Celeste Dalla Porta, Daniele Rienzo and Dario Aita in “Parthenope.”Credit...Gianni Fiorito/A24
Feb. 6, 2025
Parthenope
Directed by Paolo Sorrentino
Drama, Fantasy
R
2h 16m
“Beauty is like war — it opens doors,” says the middle-aged American writer John Cheever (Gary Oldman) to Parthenope (Celeste Dalla Porta), a statuesque brunette from Naples whom he meets at a resort. It’s southern Italy, 1973, and Cheever (Oldman in a small but memorably melancholic part) strikes up a friendship with her early on in the film.
“Parthenope_,”_ a characteristically decadent drama by the director Paolo Sorrentino, is about all the doors opened by Parthenope’s beauty. At first — when she’s seen primarily in a bikini, lounging by crystalline ocean waters — this means capturing the hearts of male suitors, like her namesake siren from Greek mythology.
Cheever, who in real life spent years traveling around Italy, is one of the few men in the filmwho isimmune to her charms — maybe it's the booze, or his repressed yearning for men. Or maybe it’s because a woman like her should be admired from a distance as one does a religious icon or marble statue.
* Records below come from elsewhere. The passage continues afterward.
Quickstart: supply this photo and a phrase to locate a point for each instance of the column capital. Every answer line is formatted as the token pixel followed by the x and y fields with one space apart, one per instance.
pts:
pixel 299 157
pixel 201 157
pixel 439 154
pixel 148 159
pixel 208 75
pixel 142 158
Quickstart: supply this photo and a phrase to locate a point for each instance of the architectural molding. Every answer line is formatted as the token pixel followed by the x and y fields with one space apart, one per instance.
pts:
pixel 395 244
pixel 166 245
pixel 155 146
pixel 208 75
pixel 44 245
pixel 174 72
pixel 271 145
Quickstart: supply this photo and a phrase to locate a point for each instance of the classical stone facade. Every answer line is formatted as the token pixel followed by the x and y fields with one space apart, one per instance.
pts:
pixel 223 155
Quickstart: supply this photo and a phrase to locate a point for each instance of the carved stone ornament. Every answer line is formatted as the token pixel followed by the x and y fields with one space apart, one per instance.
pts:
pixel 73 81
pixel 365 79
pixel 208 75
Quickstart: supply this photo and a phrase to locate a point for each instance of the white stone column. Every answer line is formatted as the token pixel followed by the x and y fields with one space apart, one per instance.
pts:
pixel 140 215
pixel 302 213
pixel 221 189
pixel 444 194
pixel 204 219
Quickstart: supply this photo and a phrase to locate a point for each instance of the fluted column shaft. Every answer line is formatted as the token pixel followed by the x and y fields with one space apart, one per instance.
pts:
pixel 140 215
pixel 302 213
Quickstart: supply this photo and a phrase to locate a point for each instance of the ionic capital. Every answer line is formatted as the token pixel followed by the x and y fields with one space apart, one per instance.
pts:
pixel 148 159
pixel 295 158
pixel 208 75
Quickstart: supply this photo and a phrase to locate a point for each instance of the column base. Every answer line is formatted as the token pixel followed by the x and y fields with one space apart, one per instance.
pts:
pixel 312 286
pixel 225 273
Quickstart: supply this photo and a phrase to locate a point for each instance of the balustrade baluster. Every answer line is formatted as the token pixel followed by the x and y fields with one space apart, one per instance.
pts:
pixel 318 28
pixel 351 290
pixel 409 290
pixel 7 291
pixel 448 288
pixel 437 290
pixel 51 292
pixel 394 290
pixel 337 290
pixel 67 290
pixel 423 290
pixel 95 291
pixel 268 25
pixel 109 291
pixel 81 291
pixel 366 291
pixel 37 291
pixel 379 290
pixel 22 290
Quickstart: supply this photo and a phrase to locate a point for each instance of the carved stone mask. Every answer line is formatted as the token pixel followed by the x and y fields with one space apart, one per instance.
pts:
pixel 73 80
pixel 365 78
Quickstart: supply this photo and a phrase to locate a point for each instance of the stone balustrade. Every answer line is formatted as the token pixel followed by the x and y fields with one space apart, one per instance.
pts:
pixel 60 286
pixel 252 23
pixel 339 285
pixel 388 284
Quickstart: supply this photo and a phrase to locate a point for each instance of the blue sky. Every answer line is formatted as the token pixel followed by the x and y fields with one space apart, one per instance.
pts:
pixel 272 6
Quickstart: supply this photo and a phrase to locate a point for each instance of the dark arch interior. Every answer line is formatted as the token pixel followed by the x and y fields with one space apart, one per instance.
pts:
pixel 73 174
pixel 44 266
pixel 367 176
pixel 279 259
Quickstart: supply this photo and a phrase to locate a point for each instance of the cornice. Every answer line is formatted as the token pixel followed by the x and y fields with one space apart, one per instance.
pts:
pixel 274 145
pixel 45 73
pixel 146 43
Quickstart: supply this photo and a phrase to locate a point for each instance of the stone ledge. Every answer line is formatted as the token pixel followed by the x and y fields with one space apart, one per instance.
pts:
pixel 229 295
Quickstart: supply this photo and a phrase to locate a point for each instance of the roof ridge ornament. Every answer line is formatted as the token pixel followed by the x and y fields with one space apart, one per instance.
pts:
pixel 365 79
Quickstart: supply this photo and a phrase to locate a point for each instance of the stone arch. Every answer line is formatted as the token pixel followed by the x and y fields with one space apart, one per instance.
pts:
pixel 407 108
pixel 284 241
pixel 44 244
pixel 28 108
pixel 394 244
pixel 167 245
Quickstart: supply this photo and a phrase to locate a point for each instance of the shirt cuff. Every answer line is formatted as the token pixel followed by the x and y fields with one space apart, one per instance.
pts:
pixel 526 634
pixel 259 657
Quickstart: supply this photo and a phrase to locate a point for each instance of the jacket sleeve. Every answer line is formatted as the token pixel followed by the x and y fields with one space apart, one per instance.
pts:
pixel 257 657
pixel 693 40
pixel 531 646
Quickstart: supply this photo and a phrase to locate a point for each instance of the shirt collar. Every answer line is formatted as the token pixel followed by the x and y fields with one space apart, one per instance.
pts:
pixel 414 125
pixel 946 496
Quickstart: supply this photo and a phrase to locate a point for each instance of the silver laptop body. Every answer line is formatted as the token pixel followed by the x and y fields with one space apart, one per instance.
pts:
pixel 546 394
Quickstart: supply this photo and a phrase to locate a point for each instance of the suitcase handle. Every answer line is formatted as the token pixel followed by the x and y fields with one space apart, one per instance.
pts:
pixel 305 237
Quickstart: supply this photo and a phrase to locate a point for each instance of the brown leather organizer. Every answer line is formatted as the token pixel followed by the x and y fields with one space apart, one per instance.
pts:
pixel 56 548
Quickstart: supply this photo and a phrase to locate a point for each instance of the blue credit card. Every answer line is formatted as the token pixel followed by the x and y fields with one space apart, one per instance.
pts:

If this way of idealizing women sounds painfully retrograde, know that Sorrentino isn’t interested in realism — or political correctness, for that matter. His work (including the Oscar winner “The Great Beauty” and the HBO series “The Young Pope”) is less about people than it is about big ideas: art, desire, religion, and, yes, beauty; the way they shape our lives with an almost mystical power.
Now add to this an enduring fixation with Sorrentino’s native Italy, its past and present, and its contradictions. The country is home to some of the world’s great triumphs — think ancient Rome and the Sistine Chapel — but the director also depicts it as a hotbed of spiritual rot personified by its corrupt leaders. At one point in the film, Parthenope enjoys a dalliance with a monstrous bishop (Peppe Lanzetta), representing a union of the sacred and the profane.